Oxycontin is a form of time released OXYCODONE, not morphine. You probably already know that, by looking at the medicine bottle, but others may think it's actually morpine based on the above poster's response. If you're hurt enough to get a prescription for 20 mg's of oxycodone, you should probably be on the couch resting, anyways. There's a lot of factors, most likely you will feel a little buzz for the first few days. I'd avoid operating a vehicle for the first day to make sure you know how the medication affects you. Take it easy and recuperate. Answered by Hilary Illsley 1 year ago.

They're two different drugs and hard to compare. Oxycontin is mode addicting. Answered by Katelin Saeler 1 year ago.
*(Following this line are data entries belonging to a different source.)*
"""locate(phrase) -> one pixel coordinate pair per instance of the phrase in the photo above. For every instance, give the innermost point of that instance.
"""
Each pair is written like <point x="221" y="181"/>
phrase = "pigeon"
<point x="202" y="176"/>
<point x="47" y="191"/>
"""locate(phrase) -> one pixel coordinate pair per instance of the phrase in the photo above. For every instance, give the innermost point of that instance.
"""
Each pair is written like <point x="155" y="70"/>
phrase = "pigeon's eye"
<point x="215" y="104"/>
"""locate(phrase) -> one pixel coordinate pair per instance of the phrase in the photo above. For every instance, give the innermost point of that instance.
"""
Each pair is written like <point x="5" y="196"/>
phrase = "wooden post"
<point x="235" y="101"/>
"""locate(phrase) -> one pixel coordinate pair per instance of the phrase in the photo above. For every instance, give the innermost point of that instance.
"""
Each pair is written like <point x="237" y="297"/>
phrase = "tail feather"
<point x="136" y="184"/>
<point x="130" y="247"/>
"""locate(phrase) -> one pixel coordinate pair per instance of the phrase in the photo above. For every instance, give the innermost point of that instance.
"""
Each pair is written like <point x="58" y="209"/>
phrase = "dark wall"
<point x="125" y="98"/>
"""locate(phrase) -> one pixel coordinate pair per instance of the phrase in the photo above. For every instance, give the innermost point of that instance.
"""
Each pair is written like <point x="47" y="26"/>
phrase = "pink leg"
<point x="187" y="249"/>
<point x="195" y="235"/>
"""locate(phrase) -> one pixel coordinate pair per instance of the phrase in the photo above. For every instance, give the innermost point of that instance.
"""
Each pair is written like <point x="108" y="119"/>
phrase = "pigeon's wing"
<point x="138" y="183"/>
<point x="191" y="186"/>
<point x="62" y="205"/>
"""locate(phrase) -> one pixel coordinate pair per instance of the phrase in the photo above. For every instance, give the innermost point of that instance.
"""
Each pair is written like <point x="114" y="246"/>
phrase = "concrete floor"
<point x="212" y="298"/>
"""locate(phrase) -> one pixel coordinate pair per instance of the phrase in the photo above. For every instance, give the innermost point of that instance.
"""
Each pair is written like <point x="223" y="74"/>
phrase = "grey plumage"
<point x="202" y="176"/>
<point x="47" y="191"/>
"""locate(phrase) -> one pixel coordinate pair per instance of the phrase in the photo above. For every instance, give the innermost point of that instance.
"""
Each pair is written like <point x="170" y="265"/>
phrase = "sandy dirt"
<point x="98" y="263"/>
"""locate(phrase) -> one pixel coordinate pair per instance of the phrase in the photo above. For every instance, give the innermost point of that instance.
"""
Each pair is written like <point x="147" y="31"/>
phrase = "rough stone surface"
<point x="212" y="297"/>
whats all the yeehaw about opana? took 2 and it just doesnt have the lift of o.c. and it may last a few minutesmore but i can feel when my oxy hits, the opana is more of a maybe i feel it kind of things Answered by Edward Launer 1 year ago.


How long does it take for an Opana to rid your system?
And will it show up on an at home test? Asked by Roxie Rorrer 1 year ago.

Opana generally takes 3 days (72 hours) to leave your system, but could take up to 5-7 days. I have to take court ordered drug tests once a month, (since I was addicted to opana for the past few years) & the judge ordered me to take 12 panel tests BC the 12 panels are the only tests opana shows up on. So to answer your other question, no opana probably will not show up on an @ home drug test, considering which one you have. Hope this helps! ;) Answered by Alva Espey 1 year ago.